Opinion
19 Civ. 10575 (JCM)
05-25-2021
ORDER
Plaintiff Melissa Molina ("Plaintiff") commenced this action on November 14, 2019 pursuant to 42 U.S.C. § 405(g) seeking judicial review of a decision by the Commissioner of Social Security ("Commissioner"), who denied Plaintiff's application for disability benefits. (Docket No. 1). On May 11, 2020, the Court so-ordered the parties' joint stipulation, remanding the case to the Commissioner for further administrative proceedings. (Docket No. 21). An Administrative Law Judge ("ALJ") later issued a favorable decision for Plaintiff. (See Docket No. 31-2). Presently before the Court is a motion for attorney's fees ("Motion") brought by Plaintiff's counsel, Lewis B. Insler, Esq. ("Insler"), pursuant to 42 U.S.C. § 406(b). (Docket No. 30). The Commissioner does not oppose the motion. (Docket No. 34). For the reasons set forth below, Plaintiff's Motion is granted.
This action is before the Court for all purposes on the consent of the parties, pursuant to 28 U.S.C. §636(c) and Federal Rule of Civil Procedure 73. (Docket No. 17).
I. BACKGROUND
Plaintiff filed an application for Social Security Disability benefits on June 29, 2016. (Docket No. 19-2 at 12). The Social Security Administration ("SSA") denied Plaintiff's claim and the ALJ found that Plaintiff was not disabled within the meaning of the Social Security Act after a hearing. (Id. at 18). After the Appeals Council denied Plaintiff's request for review, Plaintiff retained Insler to represent her in federal court. (Docket No. 31 ¶ 2) ("Insler Aff.").

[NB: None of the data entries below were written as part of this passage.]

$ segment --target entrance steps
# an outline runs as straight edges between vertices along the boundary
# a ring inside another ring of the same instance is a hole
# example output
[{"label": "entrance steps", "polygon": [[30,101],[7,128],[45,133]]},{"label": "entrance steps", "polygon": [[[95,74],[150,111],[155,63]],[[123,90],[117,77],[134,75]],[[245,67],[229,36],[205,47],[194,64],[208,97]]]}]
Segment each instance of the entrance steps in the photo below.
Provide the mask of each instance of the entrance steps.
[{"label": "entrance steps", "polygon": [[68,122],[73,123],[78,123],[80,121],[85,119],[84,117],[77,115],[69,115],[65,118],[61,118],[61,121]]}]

Plaintiff commenced her federal action on November 14, 2019 by filing a complaint. (Docket No. 1). Pursuant to a so-ordered stipulation between the parties, the Court remanded the case to the Commissioner on May 13, 2020 for further proceedings, in accordance with sentence four of 42 U.S.C. § 405(g). (Docket No. 21). The Court additionally endorsed a stipulation between the parties for attorney's fees under the Equal Access to Justice Act ("EAJA"), 28 U.S.C. § 2412, in the amount of $2,300.00. (Docket No. 24). On remand, the ALJ found that Plaintiff was disabled and entitled to disability benefits as of June 2015. (Docket No. 32-1). The SSA issued a Notice of Award ("NOA") to Plaintiff on February 22, 2021. (Id.). Insler was informed of the amount of benefits Plaintiff received on February 26, 2021. (Insler Aff. ¶ 4).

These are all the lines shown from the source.